Um novo passo nessa marcha foi dado pelo Congresso ao aumentar em 7,7% as aposentadorias superiores a um salário mínimo e eliminar o fator previdenciário. Por essas e outras, de 1988 para cá os gastos previdenciários saltaram de 4,5% para 11,2% do PIB. Os do INSS, aí incluídos, subiram de 2,5% para 7,2% do PIB, por conta, sobretudo, dos aumentos reais do salário mínimo, que reajusta dois em cada três de seus benefícios.

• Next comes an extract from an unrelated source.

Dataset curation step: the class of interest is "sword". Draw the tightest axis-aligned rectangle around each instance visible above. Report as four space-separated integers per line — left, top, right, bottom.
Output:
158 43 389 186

Entre 1994 e 2010, descontada a inflação, o mínimo cresceu 125% e os gastos previdenciários passaram de 84 bilhões para 248 bilhões de reais. Tornamo-nos um país jovem que gasta nesse campo como nação madura. Com sobrevida pós-aposentadoria semelhante à dos habitantes dos países ricos, os brasileiros se aposentam precocemente por tempo de serviço: as mulheres aos 51 anos e os homens aos 54. Naqueles países, aposenta-se por idade, entre 60 e 67 anos.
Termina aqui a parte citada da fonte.